Sunday, May 4, 2008

If data centers were hotels...

Steve Lohr over at the New York Times has written a piece about the fact that servers are massively underutilized and if they were hotels they would be bankrupt.

He wrote that "computer servers are used at only 6 percent of their capacity on average, while data center facilities as a whole are used at 56 percent of peak performance."

This is one of the biggest selling points about virtualization - drive up utilization of the server hardware.

The piece is based on a McKinsey & Co. study by Will Forest who says "world’s data centers are projected to surpass the airline industry as a greenhouse gas polluter by 2020."

Okay great - so its not just a capacity issue, now its an "save the planet" issue.

Another of the big selling points of virtualization is the more efficient use of power, cooling, etc.

(Ed. note: The word environment can get confusing when in a server virtualization discussion - anything that has to do with environment in this blog post is related to server power and the heat they give off, cooling of said heat and the powering the cooling. (floorspace, voltage, amps, etc.???).

It's these resources that are being consumed inefficiently when the servers are running at low capacity and directly proportional - make these boxes run at higher capacities, drives down the environmental requirements and reduces the per VM costs.)

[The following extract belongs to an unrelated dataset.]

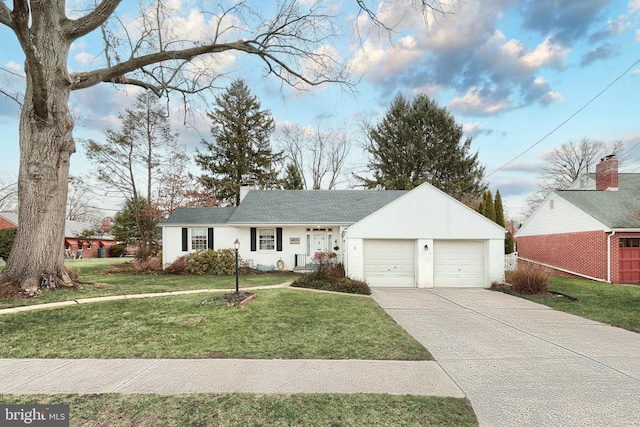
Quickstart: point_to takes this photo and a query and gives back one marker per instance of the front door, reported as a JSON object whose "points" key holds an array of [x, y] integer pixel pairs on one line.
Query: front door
{"points": [[319, 243]]}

He states (via Lohr) that the negative environmental impact will come from the electricity consumed by the growing data centers and the "the carbon dioxide emissions attributable to the electricity consumed by fast-expanding data centers will rise fourfold, the study estimates".

McKinsey states (via Forest) that to help fix this IT Departments will need to "bring some of the mainframe-style management disciplines to modern data centers".

Amen. Amen. Amen.

(Ed. Note: That's our first three amen blog post).

Virtualized servers as mainframes - that's genius talking right there.

And that means big iron management, capacity management, better systems management than what existed in the past - its mainframe disciplines brought to virtualized servers.